We thought that’s the pinnacle of technology in a car. But, were we wrong! Because, according to a gentleman named Elon Musk , “why stop here, why can your car not drive for you on busy streets and talk to you when its unable to manoeuvre intersections?”
Tracy Chapman had in 1988 penned a lovely song, Fast Car, and the lyrics were: “You got a fast car, I want a ticket to anywhere, Maybe we can make a deal, Maybe together we can get somewhere”. Well, she meant her lover and she could escape in a car. But Tesla, Google and Toyota seemed to have taken a cue from the song and are now making you love your car, which will take you anywhere. So, it’s going to be just you and your driverless car.
Technology behind Driverless cars
Tesla’s Model X, Google’s Self Driving Car (SDC) and Toyota’s Crown aim to please. They are all-electric, and hence maintenance free.
Google’s robotic car has a 70,000$ LIDAR (light radar) system which helps generate 3D map of its environment, produces different types of data models, that allow the car to drive on its own.
Tesla’s Model X is a luxury full-size crossover utility vehicle with falcon-wings door that lift vertically thereby getting rid of the problem of hitting the door against the kerb or another car while opening. According to Elon Musk, founder CEO of TESLA, Model X is the safest SUV in terms of frontal and side – impact crash.

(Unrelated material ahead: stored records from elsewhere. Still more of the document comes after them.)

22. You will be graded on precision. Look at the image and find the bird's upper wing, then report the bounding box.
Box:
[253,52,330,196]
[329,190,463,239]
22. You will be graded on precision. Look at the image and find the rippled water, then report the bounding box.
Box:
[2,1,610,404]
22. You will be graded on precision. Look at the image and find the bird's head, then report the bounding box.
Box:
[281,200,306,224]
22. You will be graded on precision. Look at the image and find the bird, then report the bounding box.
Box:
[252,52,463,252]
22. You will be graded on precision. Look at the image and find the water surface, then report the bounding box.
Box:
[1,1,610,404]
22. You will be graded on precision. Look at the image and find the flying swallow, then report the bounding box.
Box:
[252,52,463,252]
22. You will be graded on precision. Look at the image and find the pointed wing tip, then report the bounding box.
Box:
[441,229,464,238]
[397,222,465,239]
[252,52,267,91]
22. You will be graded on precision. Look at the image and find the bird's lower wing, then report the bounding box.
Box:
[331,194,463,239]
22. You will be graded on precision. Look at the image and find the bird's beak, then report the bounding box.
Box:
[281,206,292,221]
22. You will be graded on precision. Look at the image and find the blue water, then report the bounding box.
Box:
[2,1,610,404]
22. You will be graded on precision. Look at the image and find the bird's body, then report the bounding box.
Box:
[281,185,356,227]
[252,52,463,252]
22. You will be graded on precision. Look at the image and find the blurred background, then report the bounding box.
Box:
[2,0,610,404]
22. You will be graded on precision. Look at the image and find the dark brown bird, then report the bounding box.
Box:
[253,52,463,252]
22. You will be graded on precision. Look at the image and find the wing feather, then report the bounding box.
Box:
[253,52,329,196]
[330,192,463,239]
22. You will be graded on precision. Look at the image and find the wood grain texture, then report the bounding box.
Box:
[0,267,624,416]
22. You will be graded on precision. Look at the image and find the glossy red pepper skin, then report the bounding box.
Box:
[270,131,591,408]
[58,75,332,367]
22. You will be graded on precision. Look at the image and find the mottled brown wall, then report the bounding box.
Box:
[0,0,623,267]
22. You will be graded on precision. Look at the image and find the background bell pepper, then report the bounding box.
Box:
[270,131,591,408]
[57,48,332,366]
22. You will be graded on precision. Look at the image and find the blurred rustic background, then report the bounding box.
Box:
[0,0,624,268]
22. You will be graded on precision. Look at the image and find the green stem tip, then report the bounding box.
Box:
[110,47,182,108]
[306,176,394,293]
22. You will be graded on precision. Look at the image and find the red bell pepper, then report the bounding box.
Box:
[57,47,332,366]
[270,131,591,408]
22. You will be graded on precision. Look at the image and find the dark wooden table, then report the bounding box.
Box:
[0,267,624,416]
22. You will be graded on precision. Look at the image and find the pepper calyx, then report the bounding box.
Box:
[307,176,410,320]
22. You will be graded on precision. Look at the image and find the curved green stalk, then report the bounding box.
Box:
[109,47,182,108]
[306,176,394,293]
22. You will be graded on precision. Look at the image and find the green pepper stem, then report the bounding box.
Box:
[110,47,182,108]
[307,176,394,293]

The Toyota Crown sedan can deliver audio and visual alerts when a driver has taken his/her foot off the brake and has started to creep into an intersection. Returning to manual mode is simple - just grab the wheel or press the brake. These 3 driverless car manufacturing companies have embarked on an ambitious program and the costs are humungous. Add to it the fact that this technology is beyond the legal stipulations which are for human operated vehicles, driverless cars seem a formidable proposition.
Commercialization has commenced with Google SDCs already on road aboard. In fact, as of July 2015, Google’s 23 self - driving cars have been involved in 14 minor accidents, but Google has blamed them primarily on drivers of the vehicles or of another vehicle.
The cars are expensive to buy and complex to maintain. We need more charging stations, which are technically very few in number across the globe. Parking these cars on roads due to absence of driveways or garages could make them vulnerable to theft. The technology has yet to be tested in extreme conditions of storm and snow. Also, the technology isn’t smart enough to navigate around potholes or stop the car if the traffic police ask you to pullover.
Primarily, with driverless cars, specially challenged people would be able to commute easily. There would be less noise pollution and air pollution since these are electric powered vehicles. Also, accidents due to human errors will be curtailed, since humans tend to often misjudge other road users’ movements and get distracted. Most importantly, the user of the vehicle can multi task, and not waste all the time on driving, especially when it’s known that statistically people waste close to 4-6 work weeks on driving every year.
The real question however is, “Are we ready for driverless cars yet?”